Pro Membro, Charvensod ( Aosta )

Le discrete abitanti del bosco:

Pouillayes mt. 1800 - ( Bionaz ) - Valle d’ Aosta. - Maggio 2008.

Piove, la nebbia che avvolge delicatamente, come una tela di ragno, tutto il bosco non accenna a diminuire e lascia intravedere solo le silhouette dei larici e degli abeti che fanno da contorno al piccolo pascolo adiacente al vecchio alpeggio, appena al di là del torrente.
Io sono nascosto in una parte della stalla rimasta ancora in piedi (due muri lunghi 5 o 6 metri disposti ad angolo retto con ancora una parte di tetto che fungeva da copertura (il resto è crollato oramai da parecchi anni, per l’incuria e per il peso della neve che ha rotto il trave maestro, facendo cadere anche i muri lungo quasi tutto il perimetro della lunga stalla).
Tra il trave del tetto e il muro si apre un buco che guarda a occidente sufficientemente grande per piazzare il teleobiettivo.
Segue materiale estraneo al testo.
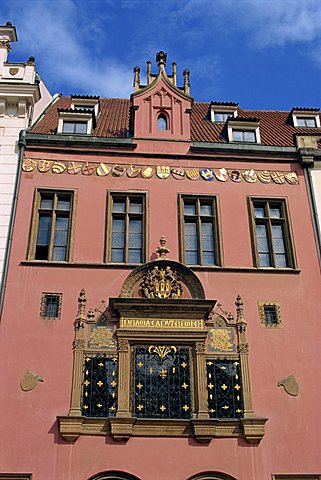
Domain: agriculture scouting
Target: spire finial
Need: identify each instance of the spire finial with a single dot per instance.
(162, 250)
(136, 78)
(187, 83)
(161, 58)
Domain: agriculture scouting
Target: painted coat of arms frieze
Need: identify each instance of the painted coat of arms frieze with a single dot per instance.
(162, 282)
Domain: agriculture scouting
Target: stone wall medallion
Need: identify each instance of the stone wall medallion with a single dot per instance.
(221, 340)
(161, 283)
(29, 381)
(290, 385)
(101, 337)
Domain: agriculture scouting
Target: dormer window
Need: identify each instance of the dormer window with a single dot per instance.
(222, 111)
(85, 102)
(243, 130)
(306, 117)
(244, 136)
(162, 123)
(306, 122)
(74, 127)
(76, 122)
(221, 117)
Dopo aver coperto lo spazio vuoto con un pile grigio (lo stesso colore delle pietre del muro) sono perfettamente mimetizzato alla vista degli animali, i caprioli, per i quali ero lì da un po’ di tempo.
Improvvisamente le fronde degli alberi incominciano a oscillare delicatamente, la leggera brezza che si è alzata dissolve in un attimo la tela del ragno, ora c’è una buona visibilità e in più soffiando verso di me, la brezza nasconde il mio odore al finissimo olfatto dei caprioli che, uscendo da ovest, verranno a pascolare proprio davanti a me la nuova e tenera erba dal bel verde brillante.
Accucciato vicino a me il mio Zar si è appisolato ( tanto sa che da lì non potrà muoversi, fino a che non usciremo dal nascondiglio).
D’un tratto di fronte a me tra due grossi massi che delimitano il bosco, percepisco un piccolo movimento, ci siamo!! Da un momento all’altro sogno di vedere comparire la sagoma del maschio di capriolo dal bellissimo trofeo che, di tanto in tanto, passava di lì e che però quest’anno non sono riuscito a fotografare. Al posto del capriolo però, dal grosso masso ( a sinistra), con mia grande sorpresa, sono sbucate due graziose Cerve, la madre ( quella più lontana ) e la figlia dell’anno scorso chiamata, scientificamente, Sottile.